Yapen (also Japen, Jobi) is an island of Papua, Indonesia. The Yapen Strait separates Yapen and the Biak Islands to the north. It is in Cenderawasih Bay off the north-western coast of the island of New Guinea. To the west is Mios Num Island across the Mios Num Strait, and to the east Kurudu Island. Off the southeast coast of Yapen are the Amboi Islands and to the southwest are the Kuran Islands. Together these islands form the Yapen Islands Regency within the province of Papua. It is populated with communities of Yobi, Randowaya, Serui, and Ansus. Its highest point is 1,496 m.

First recorded sighting by Europeans is by Spanish navigator Álvaro de Saavedra who landed on 24 June 1528 when trying to return from Tidore to New Spain. It was then charted as Paine within the Islas de Oro (Golden Islands in Spanish), as they called Yapen and the present day Schoutens. In 1545, it was visited by Íñigo Ortiz de Retes on board of galleon San Juan.

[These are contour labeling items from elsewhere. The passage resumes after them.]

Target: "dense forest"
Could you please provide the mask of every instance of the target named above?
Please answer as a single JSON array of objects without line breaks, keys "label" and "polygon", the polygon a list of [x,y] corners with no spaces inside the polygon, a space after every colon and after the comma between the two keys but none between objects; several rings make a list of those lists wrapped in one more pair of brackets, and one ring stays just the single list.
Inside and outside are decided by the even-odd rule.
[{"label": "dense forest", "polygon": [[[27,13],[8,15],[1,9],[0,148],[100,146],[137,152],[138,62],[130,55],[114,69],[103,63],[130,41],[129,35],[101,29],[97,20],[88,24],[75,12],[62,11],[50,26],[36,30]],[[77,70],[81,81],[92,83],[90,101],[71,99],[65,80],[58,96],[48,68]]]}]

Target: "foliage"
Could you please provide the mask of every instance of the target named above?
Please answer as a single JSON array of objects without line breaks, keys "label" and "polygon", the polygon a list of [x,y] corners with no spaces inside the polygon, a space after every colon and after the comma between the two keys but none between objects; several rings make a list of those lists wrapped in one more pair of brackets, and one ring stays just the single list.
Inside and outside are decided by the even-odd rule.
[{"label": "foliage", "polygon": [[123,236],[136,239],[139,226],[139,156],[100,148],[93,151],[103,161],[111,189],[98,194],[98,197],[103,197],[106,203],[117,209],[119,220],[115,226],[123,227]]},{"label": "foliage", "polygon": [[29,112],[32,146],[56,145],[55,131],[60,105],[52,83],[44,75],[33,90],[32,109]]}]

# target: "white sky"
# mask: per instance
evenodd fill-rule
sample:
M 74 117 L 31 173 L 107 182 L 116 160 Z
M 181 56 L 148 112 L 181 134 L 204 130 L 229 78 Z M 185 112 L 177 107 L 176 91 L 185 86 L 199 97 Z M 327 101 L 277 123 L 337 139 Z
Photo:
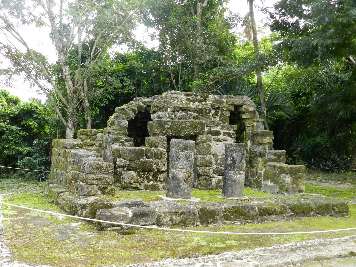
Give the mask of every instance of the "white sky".
M 263 4 L 265 6 L 271 6 L 277 1 L 277 0 L 265 0 L 263 1 Z M 255 2 L 257 6 L 260 6 L 262 4 L 262 0 L 259 2 L 258 1 Z M 233 13 L 239 14 L 242 17 L 244 17 L 248 11 L 248 4 L 246 0 L 230 0 L 228 6 Z M 257 8 L 255 9 L 255 12 L 257 26 L 262 26 L 264 24 L 266 15 L 260 11 Z M 56 61 L 57 58 L 57 55 L 54 46 L 48 38 L 49 32 L 34 27 L 24 28 L 23 30 L 25 39 L 30 47 L 47 56 L 51 61 Z M 152 42 L 151 41 L 150 37 L 146 30 L 146 27 L 143 25 L 139 25 L 135 31 L 137 39 L 142 41 L 146 41 L 146 45 L 150 47 L 157 45 L 158 42 Z M 242 32 L 242 30 L 238 28 L 237 30 L 239 32 Z M 259 36 L 260 38 L 260 36 Z M 4 68 L 6 65 L 6 61 L 2 59 L 1 61 L 2 61 L 1 62 L 1 66 Z M 39 91 L 38 88 L 30 88 L 29 83 L 24 80 L 21 77 L 18 77 L 16 80 L 14 81 L 11 88 L 7 87 L 0 77 L 0 89 L 7 90 L 11 94 L 19 96 L 22 101 L 27 101 L 29 98 L 32 96 L 41 98 L 43 102 L 46 100 L 44 94 L 43 93 L 39 93 L 37 91 Z

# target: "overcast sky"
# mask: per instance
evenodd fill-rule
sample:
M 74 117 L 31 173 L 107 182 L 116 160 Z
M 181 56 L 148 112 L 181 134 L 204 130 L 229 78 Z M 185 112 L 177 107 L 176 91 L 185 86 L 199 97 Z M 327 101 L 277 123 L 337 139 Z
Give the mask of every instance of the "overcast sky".
M 277 1 L 277 0 L 265 0 L 263 3 L 265 6 L 269 7 Z M 255 2 L 257 5 L 261 5 L 261 4 L 262 1 Z M 248 11 L 248 4 L 246 0 L 230 0 L 229 7 L 233 12 L 239 14 L 243 17 Z M 264 25 L 266 15 L 260 11 L 258 8 L 255 9 L 255 17 L 258 26 L 262 26 Z M 140 41 L 147 41 L 148 45 L 150 46 L 158 44 L 158 42 L 152 43 L 151 42 L 150 37 L 146 30 L 145 27 L 143 25 L 139 26 L 135 32 L 137 38 Z M 239 30 L 237 29 L 237 30 L 239 31 L 242 31 L 242 29 Z M 24 28 L 22 33 L 30 46 L 48 57 L 51 62 L 56 61 L 57 55 L 54 46 L 48 38 L 49 32 L 31 27 Z M 259 38 L 261 36 L 258 36 Z M 1 66 L 3 68 L 6 64 L 6 61 L 3 59 L 2 61 Z M 46 101 L 46 96 L 43 93 L 39 94 L 36 91 L 38 90 L 38 88 L 30 88 L 29 83 L 24 81 L 21 77 L 18 77 L 16 80 L 13 82 L 12 88 L 10 88 L 5 85 L 0 77 L 0 89 L 6 89 L 11 94 L 20 97 L 23 101 L 27 101 L 29 98 L 32 96 L 41 98 L 44 102 Z

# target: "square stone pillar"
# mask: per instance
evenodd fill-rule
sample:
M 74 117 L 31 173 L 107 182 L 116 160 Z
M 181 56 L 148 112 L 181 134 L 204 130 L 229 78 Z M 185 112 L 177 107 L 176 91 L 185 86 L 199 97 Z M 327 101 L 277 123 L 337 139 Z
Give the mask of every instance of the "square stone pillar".
M 194 141 L 172 139 L 169 150 L 167 197 L 189 199 L 192 197 L 194 174 Z
M 246 145 L 226 144 L 225 151 L 225 171 L 221 196 L 223 198 L 241 197 L 244 195 Z

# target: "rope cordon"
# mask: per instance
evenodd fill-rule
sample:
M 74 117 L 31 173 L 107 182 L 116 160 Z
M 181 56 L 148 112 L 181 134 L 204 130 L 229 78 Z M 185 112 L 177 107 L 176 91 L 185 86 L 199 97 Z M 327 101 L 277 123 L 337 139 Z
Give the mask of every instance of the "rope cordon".
M 20 208 L 22 209 L 33 210 L 40 212 L 49 213 L 53 215 L 57 215 L 60 216 L 64 216 L 68 217 L 71 218 L 74 218 L 76 219 L 80 220 L 84 220 L 87 221 L 92 221 L 98 222 L 103 222 L 104 223 L 111 224 L 119 225 L 123 225 L 125 226 L 130 226 L 134 227 L 137 227 L 140 228 L 147 228 L 149 229 L 153 229 L 155 230 L 164 230 L 165 231 L 173 231 L 178 232 L 185 232 L 192 233 L 199 233 L 201 234 L 222 234 L 229 235 L 295 235 L 301 234 L 316 234 L 318 233 L 326 233 L 330 232 L 339 232 L 342 231 L 349 231 L 350 230 L 356 230 L 356 227 L 351 228 L 344 228 L 343 229 L 336 229 L 333 230 L 323 230 L 322 231 L 314 231 L 307 232 L 270 232 L 270 233 L 251 233 L 251 232 L 215 232 L 211 231 L 198 231 L 197 230 L 189 230 L 185 229 L 177 229 L 175 228 L 166 228 L 163 227 L 157 227 L 152 226 L 147 226 L 146 225 L 138 225 L 136 224 L 126 224 L 124 222 L 117 222 L 114 221 L 104 221 L 102 220 L 98 220 L 97 219 L 92 219 L 90 218 L 86 218 L 84 217 L 80 217 L 79 216 L 75 216 L 73 215 L 69 215 L 62 213 L 59 213 L 58 212 L 54 212 L 50 210 L 41 210 L 34 209 L 32 208 L 25 207 L 22 206 L 15 205 L 15 204 L 11 204 L 9 203 L 3 202 L 0 201 L 0 204 L 4 204 L 5 205 L 9 205 L 14 207 Z

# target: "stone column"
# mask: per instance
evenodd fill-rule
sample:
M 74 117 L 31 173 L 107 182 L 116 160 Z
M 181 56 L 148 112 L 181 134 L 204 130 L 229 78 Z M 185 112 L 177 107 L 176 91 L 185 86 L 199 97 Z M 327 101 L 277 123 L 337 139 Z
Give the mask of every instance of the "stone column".
M 169 173 L 166 196 L 189 199 L 192 197 L 194 141 L 172 139 L 169 150 Z
M 225 171 L 222 197 L 242 197 L 246 170 L 246 145 L 240 143 L 227 144 L 225 151 Z

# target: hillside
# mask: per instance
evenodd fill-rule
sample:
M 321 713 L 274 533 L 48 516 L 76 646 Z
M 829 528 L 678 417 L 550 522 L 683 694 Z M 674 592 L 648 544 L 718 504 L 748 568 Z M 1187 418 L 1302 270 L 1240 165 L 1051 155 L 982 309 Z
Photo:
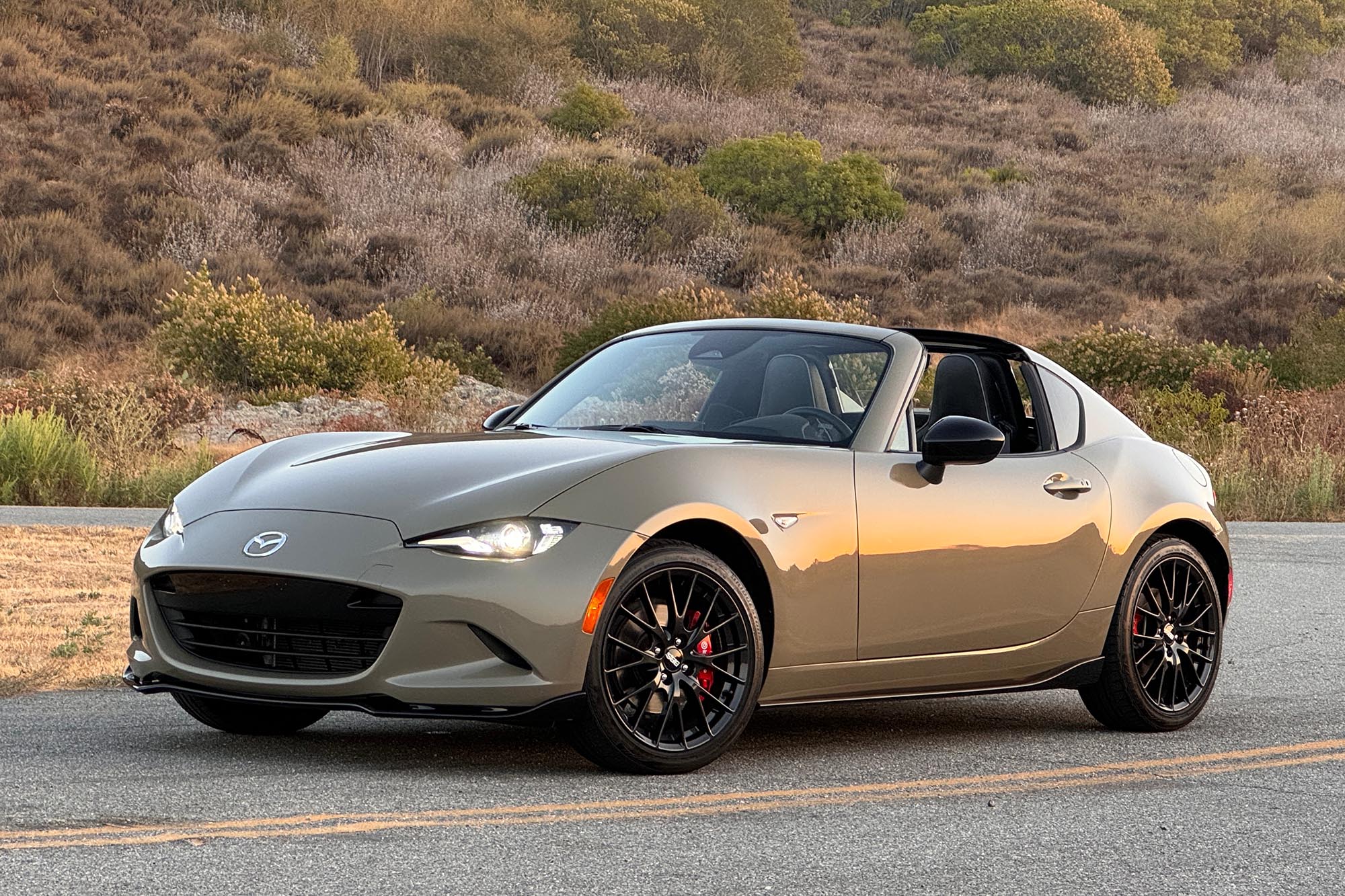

The earthquake of 1979 caused serious damage and killed at least 115 people on the island.

==Ecology==

The island has been designated the Yapen rain forests ecoregion by the World Wildlife Federation for its unique bird life and flora. Two protected areas cover a third of the island, whose population is growing with the subsequent clearance of forest for planting and firewood.